Containers with perishable goods stuck at Vietnam-China border

By Nguyen Ha, Anh Minh   August 24, 2019 | 03:00 pm GMT+7
Containers with perishable goods stuck at Vietnam-China border
Containers from China line up at a border gate in Lang Son on August 24, 2019. Photo by VnExpress/Thanh Tuyen.

Vietnamese importers are worried about losing their goods after containers have been stuck at border gates for days.

The containers have been stuck at the border gates of Huu Nghi and Tan Thanh in the northern province of Lang Son since Tuesday because a new certificate of origin (CO) they received from Chinese sellers was rejected by Vietnam Customs.

A fruit importer said that the fruits in his containers are worth billions of dong (VND1 billion = $43,840), and he is also paying VND10 million ($438) in parking fees a day for each container.

"If the containers are not allowed to enter Vietnam all our fruits will be ruined in just a few days," the importer said.

Vy Cong Tuong, deputy head of Lang Son Customs Department, said that this is a new CO form that China issued in accordance with the partnership between ASEAN countries and China.

The new CO won’t be effective until September 12, so Vietnamese customs officers cannot accept it now, he told VnExpress.

"As the new CO includes tax incentives for businesses, we have advised importers to submit the existing taxes anyway and come back on September 12 with the new CO and receive a full refund of their taxes.
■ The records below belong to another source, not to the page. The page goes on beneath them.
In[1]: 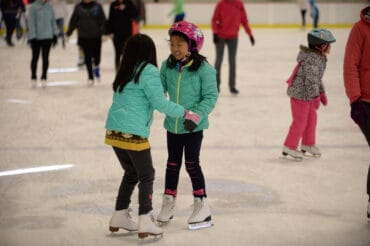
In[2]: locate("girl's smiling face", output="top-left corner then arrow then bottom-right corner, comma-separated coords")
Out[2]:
170,35 -> 189,61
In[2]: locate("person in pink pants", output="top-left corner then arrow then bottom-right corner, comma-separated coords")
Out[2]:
282,28 -> 336,160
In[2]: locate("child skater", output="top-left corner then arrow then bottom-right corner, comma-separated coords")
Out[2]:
282,28 -> 335,160
104,33 -> 200,239
156,21 -> 218,229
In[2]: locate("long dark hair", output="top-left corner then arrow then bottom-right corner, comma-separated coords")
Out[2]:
113,33 -> 158,93
166,31 -> 207,71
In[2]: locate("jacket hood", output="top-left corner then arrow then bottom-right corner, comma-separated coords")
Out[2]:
360,6 -> 370,25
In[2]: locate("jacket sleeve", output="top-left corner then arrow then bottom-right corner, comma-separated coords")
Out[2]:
27,6 -> 36,40
142,65 -> 185,118
97,3 -> 107,34
240,1 -> 252,36
211,3 -> 221,34
343,23 -> 363,103
194,63 -> 218,119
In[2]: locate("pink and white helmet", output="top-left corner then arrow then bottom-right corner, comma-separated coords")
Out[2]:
169,21 -> 204,52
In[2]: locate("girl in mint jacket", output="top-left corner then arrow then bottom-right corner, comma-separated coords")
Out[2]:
157,21 -> 218,229
104,33 -> 200,238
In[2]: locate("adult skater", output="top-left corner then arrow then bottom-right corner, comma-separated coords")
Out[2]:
168,0 -> 184,23
27,0 -> 58,88
105,33 -> 200,238
0,0 -> 25,46
282,29 -> 336,160
297,0 -> 309,29
66,0 -> 106,86
309,0 -> 319,28
106,0 -> 137,71
343,6 -> 370,220
157,21 -> 218,230
211,0 -> 255,94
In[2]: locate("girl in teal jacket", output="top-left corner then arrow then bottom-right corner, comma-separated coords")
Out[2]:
157,21 -> 218,230
104,33 -> 200,239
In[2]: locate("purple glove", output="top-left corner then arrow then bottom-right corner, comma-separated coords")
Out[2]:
351,99 -> 369,128
320,93 -> 328,106
183,110 -> 200,124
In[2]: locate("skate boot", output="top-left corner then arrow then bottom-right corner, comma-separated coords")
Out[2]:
367,202 -> 370,221
109,208 -> 138,232
138,211 -> 163,239
41,76 -> 47,89
188,197 -> 213,230
31,78 -> 37,89
157,194 -> 176,224
93,66 -> 100,81
282,146 -> 303,161
301,145 -> 321,157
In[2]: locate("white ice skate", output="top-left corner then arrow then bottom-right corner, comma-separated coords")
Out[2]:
281,146 -> 303,161
188,197 -> 213,230
301,145 -> 321,157
109,208 -> 138,232
138,211 -> 163,239
157,194 -> 176,225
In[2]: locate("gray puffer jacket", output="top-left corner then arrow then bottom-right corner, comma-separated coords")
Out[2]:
287,45 -> 326,101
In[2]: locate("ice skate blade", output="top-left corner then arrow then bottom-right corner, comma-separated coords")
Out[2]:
188,221 -> 213,230
280,153 -> 303,162
138,232 -> 163,239
301,151 -> 321,158
109,226 -> 137,232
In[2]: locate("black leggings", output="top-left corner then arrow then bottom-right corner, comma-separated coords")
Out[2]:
113,147 -> 154,215
164,131 -> 206,198
30,39 -> 52,79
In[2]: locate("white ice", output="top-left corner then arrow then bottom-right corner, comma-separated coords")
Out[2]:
0,28 -> 369,245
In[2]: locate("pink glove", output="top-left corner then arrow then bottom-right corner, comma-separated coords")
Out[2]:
183,110 -> 200,124
320,93 -> 328,106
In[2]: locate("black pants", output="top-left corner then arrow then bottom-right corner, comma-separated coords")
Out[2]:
113,147 -> 154,215
78,38 -> 102,80
3,13 -> 16,44
360,101 -> 370,199
30,39 -> 52,79
164,131 -> 206,198
113,35 -> 130,71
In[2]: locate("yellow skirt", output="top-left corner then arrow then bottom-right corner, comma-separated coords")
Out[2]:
105,130 -> 150,151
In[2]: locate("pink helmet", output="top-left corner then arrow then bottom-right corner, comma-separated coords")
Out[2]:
169,21 -> 204,52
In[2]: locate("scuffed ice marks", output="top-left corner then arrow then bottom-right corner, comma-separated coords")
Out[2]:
207,179 -> 279,209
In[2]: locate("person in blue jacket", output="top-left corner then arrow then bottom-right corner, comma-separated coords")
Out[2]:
27,0 -> 57,88
104,33 -> 200,239
156,21 -> 218,230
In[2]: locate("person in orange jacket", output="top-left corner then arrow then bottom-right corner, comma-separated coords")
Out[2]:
343,5 -> 370,220
211,0 -> 255,94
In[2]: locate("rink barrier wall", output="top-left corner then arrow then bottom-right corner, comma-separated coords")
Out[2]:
0,2 -> 367,35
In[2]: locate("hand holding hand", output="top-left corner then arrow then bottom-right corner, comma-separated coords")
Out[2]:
351,99 -> 369,128
183,120 -> 197,132
183,110 -> 200,124
320,93 -> 328,106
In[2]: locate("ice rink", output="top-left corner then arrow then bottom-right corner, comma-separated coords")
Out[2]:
0,27 -> 370,245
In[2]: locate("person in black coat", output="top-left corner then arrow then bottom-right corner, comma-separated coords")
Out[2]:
106,0 -> 137,71
0,0 -> 25,46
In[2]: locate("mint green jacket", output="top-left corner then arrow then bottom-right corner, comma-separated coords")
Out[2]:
160,60 -> 218,134
28,0 -> 57,40
105,63 -> 185,138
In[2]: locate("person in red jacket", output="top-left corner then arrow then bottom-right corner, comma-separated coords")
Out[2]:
211,0 -> 255,94
343,5 -> 370,220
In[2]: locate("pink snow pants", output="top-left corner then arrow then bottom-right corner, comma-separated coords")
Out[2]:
284,97 -> 320,149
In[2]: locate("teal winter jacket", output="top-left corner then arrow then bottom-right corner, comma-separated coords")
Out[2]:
105,63 -> 186,138
28,0 -> 57,40
160,59 -> 218,134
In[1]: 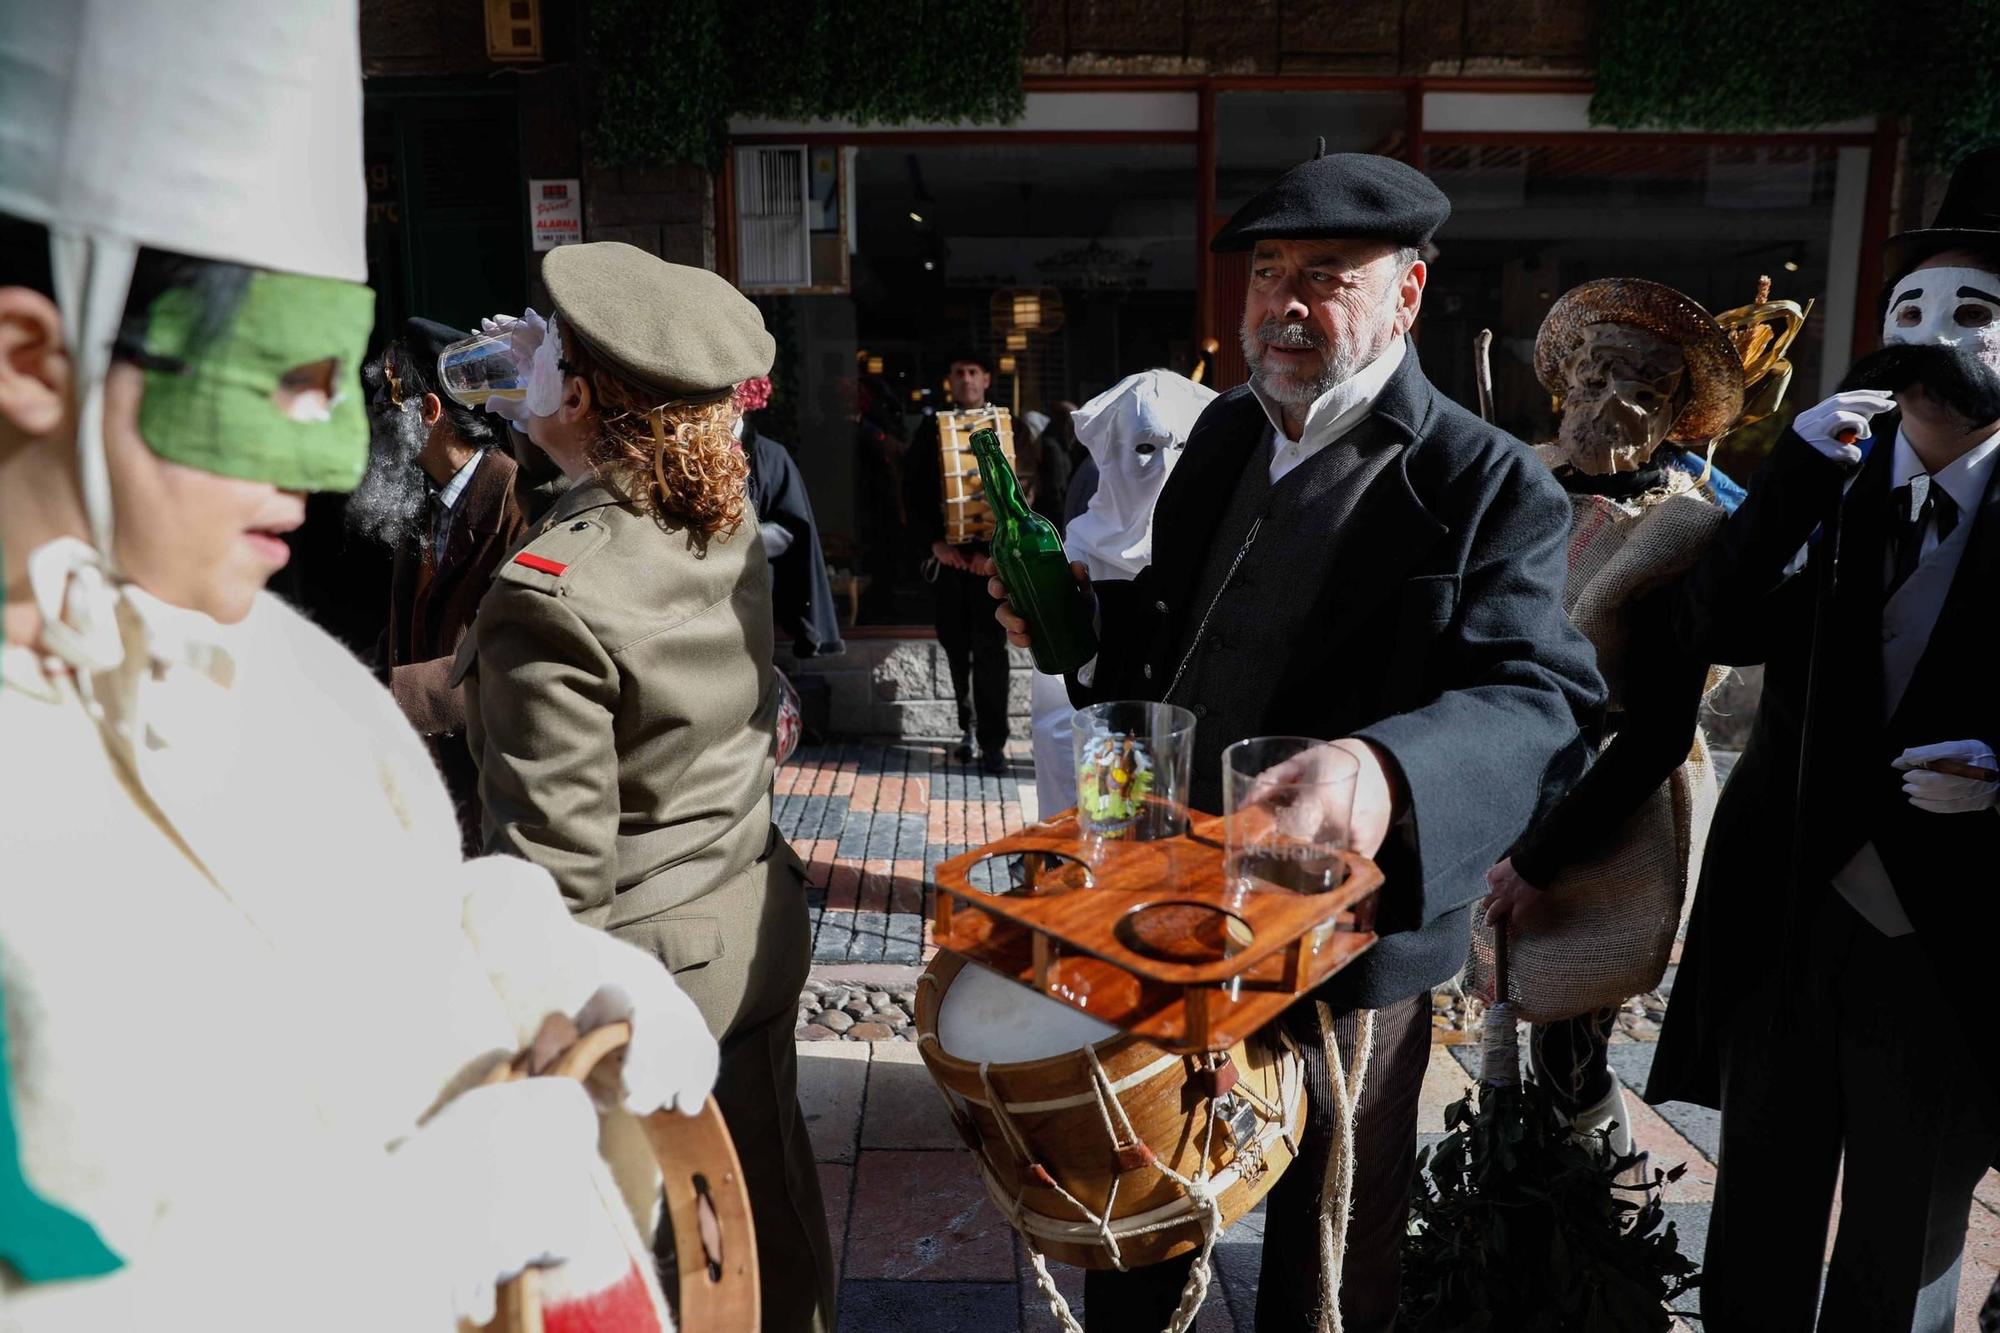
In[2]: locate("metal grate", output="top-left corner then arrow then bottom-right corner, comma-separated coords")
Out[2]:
736,145 -> 812,290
However, some businesses say this is a burden for them."

Vietnam Customs said in a statement Friday that it has proposed that the Ministry of Industry and Trade accept the new CO form earlier than planned.

China was the largest exporter to Vietnam in the first seven months this year with a total value of $42.5 billion, up 18.4 percent year-on-year and accounting for 29.5 percent of all imports, according to Vietnam Customs.